Cubs right-hander Ben Brown began his outing Wednesday with a walk. He ended it with a strikeout, fooling Giants star Matt Chapman on a curveball in the dirt.
“Ultimately, I really liked where I was at in the fifth inning after the double [by Willy Adames],” Brown said after the Cubs’ 3-1 loss. “It’s like, why did it take 100 pitches for me to get to where I wanted to be? But it’s all part of growing, and definitely some good moments and definitely some learning moments.”
Brown recorded a season-high nine strikeouts in five innings. But he also walked the first batter of the first and fourth innings.
“When the home run was a tough thing,” manager Craig Counsell said, alluding to the strong winds blowing in, “getting the leadoff hitter on and creating some traffic early in an inning, that’s how you’ve got to score. They did it, and we couldn’t do it.”
Brown threw a career-high 103 pitches.
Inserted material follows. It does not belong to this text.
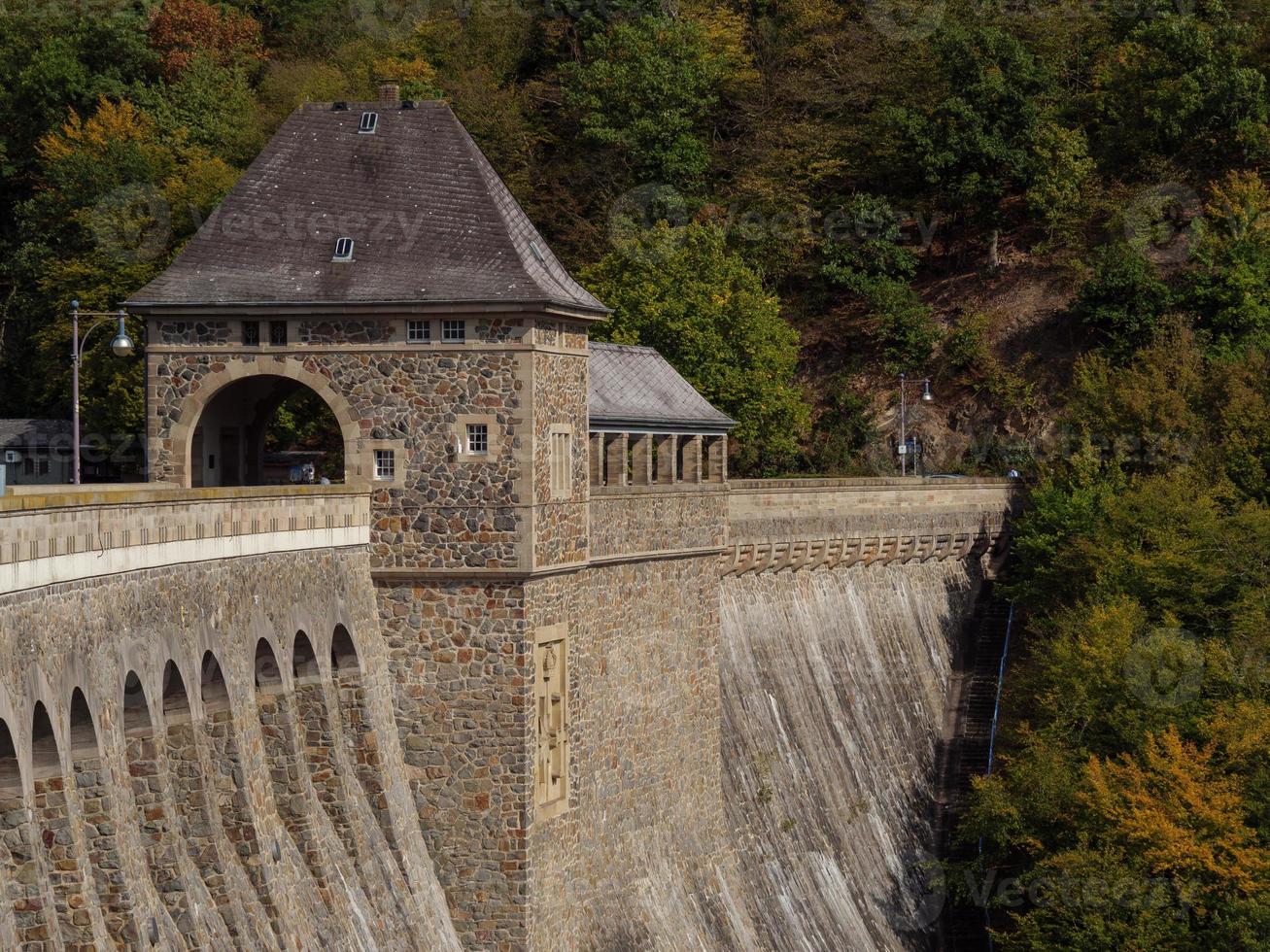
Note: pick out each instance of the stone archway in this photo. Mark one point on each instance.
(260, 391)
Three of those were changeups, according to Statcast.
The Cubs hope that getting Brown comfortable with at least a third pitch will help him navigate lineups the third time through.
Brown debuted a new changeup grip last week against the Brewers, switching to a kick-change grip.
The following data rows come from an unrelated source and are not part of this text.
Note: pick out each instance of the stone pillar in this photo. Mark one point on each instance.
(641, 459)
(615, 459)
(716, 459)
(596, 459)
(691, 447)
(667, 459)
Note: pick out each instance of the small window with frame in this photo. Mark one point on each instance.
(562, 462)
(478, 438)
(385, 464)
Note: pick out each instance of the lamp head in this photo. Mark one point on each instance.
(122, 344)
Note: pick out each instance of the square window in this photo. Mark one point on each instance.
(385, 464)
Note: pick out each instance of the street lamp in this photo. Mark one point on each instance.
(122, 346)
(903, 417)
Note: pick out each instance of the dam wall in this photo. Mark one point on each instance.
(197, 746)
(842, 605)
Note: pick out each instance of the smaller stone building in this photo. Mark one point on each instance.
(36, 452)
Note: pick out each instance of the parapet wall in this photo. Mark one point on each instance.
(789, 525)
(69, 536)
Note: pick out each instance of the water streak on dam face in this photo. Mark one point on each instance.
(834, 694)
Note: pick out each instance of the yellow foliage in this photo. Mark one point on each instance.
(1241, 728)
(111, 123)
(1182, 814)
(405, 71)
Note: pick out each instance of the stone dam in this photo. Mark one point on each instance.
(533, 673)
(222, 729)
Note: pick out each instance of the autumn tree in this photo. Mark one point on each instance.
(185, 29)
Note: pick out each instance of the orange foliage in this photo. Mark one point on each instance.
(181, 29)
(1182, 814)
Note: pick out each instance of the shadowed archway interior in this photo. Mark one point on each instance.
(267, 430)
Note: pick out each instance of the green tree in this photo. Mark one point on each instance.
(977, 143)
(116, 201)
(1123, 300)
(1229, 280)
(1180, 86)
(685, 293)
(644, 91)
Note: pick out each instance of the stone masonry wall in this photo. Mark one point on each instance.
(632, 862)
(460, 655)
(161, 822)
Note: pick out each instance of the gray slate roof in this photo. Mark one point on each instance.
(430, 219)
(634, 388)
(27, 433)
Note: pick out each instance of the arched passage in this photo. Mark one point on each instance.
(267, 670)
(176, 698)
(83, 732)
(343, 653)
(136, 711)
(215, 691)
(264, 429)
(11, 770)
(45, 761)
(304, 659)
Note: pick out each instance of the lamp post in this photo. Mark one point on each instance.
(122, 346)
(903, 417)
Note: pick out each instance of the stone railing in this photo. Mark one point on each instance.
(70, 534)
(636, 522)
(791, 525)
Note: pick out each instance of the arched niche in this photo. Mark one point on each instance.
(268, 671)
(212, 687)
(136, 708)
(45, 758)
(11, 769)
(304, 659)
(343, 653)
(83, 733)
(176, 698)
“More and more guys that spike pitches — [Jameson Taillon] spikes his curveball, Ben spikes his curveball — are feeling comfortable and gravitating towards this more kick-change grip,” pitching coach Tommy Hottovy said, “because it’s similar to what they throw with their other pitches.
“And you don’t have to think about pronating, you just literally are ripping a fastball and letting the grip do the work.”
All three changeups Brown threw Wednesday were called balls.
“But that’s part of the process for him,” Hottovy said, “just trusting he can throw it in big moments and that the shape is going to be there.”
Cubs drop series
The Cubs lost two of three games against the Giants for just their fourth series loss of the season. The others came against the Phillies at home, Padres on the road and Dodgers in the two-game Tokyo Series.
“Obviously, every game is incredibly important,” said Nico Hoerner, who hit two of the Cubs’ three extra-base hits Wednesday. “That’s all you’ve got. So it’s not that we don’t feel those losses. But it didn’t change the approach too much.
“Obviously, [Tuesday] night was a challenging loss, but there were also a lot of really great things within it, and we were moments away from winning that game. And then [Wednesday], just never got the bats rolling.”
Suzuki back in the outfield
Seiya Suzuki started in right field, making his first appearance in the outfield since April 2 and third of the year. A combination of a wrist issue and extra off days in April kept him exclusively in the DH spot for the past month.